Centros Ceremoniales

V. M Samael Aun Weor – Magia Cristica Azteca.

Esta pareja divina (Ometekuhtli, Omecihuatl), tuvieron 4 hijos, llamados los 4 Tezkatlipokas, los 4 rumbos, los 4 elementos. Estos 4 principios (Te-tre-gran-ma-ton), y la pareja divina (Hombre, Mujer) son en si el eje central de la sabiduría de Anahuak, por eso la gran mayoría de los templos mayores del mundo prehispánico, está de alguna u otra manera relacionado con estos principios.

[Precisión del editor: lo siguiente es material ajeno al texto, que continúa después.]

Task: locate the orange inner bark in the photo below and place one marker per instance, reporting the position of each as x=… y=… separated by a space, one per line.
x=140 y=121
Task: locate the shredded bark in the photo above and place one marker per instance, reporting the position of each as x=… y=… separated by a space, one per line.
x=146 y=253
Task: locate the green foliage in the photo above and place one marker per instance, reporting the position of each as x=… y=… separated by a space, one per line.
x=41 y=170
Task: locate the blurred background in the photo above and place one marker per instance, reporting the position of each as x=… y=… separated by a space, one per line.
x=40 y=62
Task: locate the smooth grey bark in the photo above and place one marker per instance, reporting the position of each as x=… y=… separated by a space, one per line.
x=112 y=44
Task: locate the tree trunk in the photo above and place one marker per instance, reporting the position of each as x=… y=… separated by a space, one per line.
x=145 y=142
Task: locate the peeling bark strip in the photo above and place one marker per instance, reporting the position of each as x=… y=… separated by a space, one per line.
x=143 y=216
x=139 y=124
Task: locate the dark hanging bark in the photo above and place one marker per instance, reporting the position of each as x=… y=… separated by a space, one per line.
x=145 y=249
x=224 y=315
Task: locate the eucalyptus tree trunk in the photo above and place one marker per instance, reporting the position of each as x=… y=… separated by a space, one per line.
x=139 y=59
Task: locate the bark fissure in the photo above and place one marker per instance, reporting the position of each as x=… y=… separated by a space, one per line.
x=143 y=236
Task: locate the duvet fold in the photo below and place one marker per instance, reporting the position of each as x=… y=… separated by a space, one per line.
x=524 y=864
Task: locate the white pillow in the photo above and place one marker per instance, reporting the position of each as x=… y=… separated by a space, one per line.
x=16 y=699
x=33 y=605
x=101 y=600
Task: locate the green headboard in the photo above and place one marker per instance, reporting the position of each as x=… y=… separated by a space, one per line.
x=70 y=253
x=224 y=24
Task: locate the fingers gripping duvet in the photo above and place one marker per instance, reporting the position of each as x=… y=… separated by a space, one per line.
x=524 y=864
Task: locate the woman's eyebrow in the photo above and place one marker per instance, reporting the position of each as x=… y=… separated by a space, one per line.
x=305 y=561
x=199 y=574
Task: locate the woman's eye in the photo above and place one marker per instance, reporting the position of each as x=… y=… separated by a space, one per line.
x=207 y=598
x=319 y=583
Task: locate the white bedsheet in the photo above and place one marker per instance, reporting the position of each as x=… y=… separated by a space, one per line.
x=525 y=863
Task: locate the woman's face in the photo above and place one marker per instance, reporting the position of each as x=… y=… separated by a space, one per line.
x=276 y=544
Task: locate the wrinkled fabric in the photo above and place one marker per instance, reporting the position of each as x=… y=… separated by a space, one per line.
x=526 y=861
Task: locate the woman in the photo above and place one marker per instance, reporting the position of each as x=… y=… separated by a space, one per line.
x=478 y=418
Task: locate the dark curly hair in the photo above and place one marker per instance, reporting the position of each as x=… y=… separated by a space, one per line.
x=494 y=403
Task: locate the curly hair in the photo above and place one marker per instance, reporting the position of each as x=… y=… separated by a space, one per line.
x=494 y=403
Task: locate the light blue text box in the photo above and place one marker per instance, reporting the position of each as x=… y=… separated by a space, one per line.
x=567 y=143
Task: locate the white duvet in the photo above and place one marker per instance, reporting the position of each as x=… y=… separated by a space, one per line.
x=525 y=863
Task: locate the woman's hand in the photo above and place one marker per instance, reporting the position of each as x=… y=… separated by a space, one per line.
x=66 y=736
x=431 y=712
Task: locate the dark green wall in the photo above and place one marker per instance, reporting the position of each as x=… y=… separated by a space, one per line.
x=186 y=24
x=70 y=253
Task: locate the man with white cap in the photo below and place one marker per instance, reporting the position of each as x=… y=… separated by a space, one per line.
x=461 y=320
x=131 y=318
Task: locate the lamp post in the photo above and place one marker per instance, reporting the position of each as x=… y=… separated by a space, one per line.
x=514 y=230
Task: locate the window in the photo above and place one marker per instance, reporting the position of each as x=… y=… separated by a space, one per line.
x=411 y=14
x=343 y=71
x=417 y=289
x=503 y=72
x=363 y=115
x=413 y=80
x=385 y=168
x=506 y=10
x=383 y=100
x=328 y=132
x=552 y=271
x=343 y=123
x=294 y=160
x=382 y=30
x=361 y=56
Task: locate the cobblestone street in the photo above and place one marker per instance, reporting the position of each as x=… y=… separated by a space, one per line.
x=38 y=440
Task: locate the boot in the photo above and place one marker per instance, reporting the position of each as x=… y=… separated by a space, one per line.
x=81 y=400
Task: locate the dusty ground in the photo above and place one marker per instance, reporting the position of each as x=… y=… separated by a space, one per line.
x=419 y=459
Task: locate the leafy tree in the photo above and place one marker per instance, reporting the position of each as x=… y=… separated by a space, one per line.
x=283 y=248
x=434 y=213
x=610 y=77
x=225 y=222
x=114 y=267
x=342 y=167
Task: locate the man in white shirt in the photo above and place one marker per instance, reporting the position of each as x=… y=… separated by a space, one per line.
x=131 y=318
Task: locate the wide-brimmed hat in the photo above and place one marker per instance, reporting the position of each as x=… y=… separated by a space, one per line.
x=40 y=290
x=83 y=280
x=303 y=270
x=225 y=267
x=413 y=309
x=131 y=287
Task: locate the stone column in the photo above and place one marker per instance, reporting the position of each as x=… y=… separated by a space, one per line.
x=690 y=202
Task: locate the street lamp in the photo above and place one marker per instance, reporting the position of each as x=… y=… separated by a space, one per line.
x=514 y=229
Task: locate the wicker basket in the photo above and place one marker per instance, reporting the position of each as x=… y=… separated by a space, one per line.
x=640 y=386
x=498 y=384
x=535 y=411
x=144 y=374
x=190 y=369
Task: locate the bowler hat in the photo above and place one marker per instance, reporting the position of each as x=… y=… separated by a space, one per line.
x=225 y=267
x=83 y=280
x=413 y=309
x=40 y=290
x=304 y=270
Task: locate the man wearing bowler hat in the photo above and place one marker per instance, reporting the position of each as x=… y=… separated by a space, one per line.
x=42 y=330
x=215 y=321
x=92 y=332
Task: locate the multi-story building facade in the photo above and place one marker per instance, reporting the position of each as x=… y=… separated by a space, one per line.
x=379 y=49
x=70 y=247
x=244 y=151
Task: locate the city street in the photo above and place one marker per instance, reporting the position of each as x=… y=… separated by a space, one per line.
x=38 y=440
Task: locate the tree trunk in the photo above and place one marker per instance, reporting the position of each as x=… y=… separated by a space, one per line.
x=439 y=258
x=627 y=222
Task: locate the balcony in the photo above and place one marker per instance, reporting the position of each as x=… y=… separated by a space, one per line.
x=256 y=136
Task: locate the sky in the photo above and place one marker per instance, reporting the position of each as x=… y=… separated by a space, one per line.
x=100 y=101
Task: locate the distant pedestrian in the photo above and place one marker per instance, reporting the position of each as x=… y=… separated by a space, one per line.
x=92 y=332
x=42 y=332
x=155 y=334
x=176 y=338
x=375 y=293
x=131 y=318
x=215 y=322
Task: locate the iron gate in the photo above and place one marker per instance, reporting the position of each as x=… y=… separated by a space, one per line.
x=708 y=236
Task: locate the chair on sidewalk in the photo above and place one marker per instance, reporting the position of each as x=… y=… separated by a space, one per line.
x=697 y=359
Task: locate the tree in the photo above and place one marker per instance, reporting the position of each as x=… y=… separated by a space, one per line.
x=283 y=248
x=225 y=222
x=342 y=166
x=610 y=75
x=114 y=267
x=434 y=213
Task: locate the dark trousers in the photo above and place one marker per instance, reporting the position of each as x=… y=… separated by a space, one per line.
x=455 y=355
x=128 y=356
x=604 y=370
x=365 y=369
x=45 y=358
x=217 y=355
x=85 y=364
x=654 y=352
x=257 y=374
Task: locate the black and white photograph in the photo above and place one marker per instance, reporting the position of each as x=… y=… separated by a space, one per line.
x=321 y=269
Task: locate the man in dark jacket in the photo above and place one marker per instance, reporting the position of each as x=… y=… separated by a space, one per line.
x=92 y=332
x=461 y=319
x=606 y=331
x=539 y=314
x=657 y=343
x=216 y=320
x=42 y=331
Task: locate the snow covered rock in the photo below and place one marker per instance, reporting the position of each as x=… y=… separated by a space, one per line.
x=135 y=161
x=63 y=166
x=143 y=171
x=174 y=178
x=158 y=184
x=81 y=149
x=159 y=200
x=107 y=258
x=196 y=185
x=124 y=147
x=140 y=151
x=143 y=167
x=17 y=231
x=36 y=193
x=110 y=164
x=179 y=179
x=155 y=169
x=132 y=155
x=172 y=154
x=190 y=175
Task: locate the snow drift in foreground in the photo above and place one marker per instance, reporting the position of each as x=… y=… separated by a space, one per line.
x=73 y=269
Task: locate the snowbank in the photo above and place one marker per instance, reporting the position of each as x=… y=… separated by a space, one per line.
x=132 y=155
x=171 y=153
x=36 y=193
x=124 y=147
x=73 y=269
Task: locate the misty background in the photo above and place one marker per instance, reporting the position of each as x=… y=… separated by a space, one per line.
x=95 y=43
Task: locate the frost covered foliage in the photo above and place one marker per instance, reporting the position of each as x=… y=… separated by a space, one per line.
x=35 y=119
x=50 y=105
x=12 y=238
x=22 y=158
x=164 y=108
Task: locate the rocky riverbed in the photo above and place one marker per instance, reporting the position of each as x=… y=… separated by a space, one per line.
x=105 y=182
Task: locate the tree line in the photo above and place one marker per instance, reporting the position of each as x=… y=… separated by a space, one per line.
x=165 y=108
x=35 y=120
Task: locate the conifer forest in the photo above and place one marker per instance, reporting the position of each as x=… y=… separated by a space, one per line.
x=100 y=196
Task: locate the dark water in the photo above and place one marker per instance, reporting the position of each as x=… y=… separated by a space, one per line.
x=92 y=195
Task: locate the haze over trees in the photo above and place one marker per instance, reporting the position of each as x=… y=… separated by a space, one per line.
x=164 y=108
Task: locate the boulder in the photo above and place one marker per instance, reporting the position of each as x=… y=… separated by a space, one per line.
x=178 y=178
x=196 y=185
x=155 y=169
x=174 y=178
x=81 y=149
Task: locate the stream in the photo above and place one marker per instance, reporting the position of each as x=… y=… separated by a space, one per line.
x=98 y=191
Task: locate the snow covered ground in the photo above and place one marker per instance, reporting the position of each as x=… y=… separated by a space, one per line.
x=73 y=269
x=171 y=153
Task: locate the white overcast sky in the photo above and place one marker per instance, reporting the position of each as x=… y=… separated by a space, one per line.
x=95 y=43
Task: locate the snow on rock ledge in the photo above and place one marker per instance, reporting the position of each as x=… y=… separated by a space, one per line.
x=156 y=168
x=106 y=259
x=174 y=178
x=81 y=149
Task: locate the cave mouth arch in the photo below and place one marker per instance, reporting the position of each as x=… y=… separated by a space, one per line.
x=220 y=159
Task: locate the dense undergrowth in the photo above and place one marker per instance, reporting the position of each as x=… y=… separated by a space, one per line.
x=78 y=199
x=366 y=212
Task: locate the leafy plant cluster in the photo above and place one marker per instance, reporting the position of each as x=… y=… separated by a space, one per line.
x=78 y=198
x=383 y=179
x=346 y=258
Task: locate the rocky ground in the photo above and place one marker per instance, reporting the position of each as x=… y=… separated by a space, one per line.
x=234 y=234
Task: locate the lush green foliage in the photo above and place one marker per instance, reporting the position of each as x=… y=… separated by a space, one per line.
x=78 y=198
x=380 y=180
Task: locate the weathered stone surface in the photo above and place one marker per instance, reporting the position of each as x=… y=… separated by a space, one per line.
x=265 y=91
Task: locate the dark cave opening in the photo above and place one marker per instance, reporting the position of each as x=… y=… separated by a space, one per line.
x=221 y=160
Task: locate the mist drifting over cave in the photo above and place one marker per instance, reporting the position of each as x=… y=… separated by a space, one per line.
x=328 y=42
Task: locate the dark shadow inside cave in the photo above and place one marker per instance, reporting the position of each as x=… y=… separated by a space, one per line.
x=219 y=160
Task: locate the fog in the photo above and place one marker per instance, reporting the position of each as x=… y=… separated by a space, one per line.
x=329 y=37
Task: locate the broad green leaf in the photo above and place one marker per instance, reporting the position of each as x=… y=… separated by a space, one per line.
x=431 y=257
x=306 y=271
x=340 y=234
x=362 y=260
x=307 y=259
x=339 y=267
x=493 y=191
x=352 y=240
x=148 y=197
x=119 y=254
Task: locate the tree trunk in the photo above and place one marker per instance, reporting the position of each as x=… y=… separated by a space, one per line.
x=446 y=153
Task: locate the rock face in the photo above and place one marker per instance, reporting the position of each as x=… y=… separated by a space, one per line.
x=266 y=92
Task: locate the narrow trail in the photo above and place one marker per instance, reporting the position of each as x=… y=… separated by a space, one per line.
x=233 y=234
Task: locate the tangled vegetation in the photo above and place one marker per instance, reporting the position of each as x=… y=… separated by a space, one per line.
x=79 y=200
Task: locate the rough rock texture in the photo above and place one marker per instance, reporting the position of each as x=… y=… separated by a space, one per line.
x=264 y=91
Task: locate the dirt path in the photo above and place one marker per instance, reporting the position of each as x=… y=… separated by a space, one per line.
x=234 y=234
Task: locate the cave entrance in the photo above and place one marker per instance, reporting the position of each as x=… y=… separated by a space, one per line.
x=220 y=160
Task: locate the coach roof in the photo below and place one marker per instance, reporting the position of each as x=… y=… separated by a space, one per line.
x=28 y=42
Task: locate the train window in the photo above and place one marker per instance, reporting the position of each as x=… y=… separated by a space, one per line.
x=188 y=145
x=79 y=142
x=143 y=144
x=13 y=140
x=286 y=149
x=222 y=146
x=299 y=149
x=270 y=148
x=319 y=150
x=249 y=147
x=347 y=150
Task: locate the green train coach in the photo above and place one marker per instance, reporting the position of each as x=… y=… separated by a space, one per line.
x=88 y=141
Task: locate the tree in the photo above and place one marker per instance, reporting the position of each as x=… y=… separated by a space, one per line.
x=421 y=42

Por eso vemos siempre la presencia central de 2 pirámides, llamadas siempre la pirámide del Sol y la pirámide de la luna. La del Sol representando al Padre, a Tonatiuh, a Ometekuhtli. La de la Luna, representando a la madre, a Meztli, la luna, Omecihuatl; la señora de la dualidad.

Bien sabemos que de la interacción de estos dos principios masculino + femenino, deviene toda la creación; los Tezkatlipokas.

También encontramos en los templos dedicados a algunos de estos Tezkatlipokas, símbolos iniciaticos, todos ellos nos hablan de la doctrina secreta de Anahuak, en un lenguaje serpentino y que solo la conciencia puede captar.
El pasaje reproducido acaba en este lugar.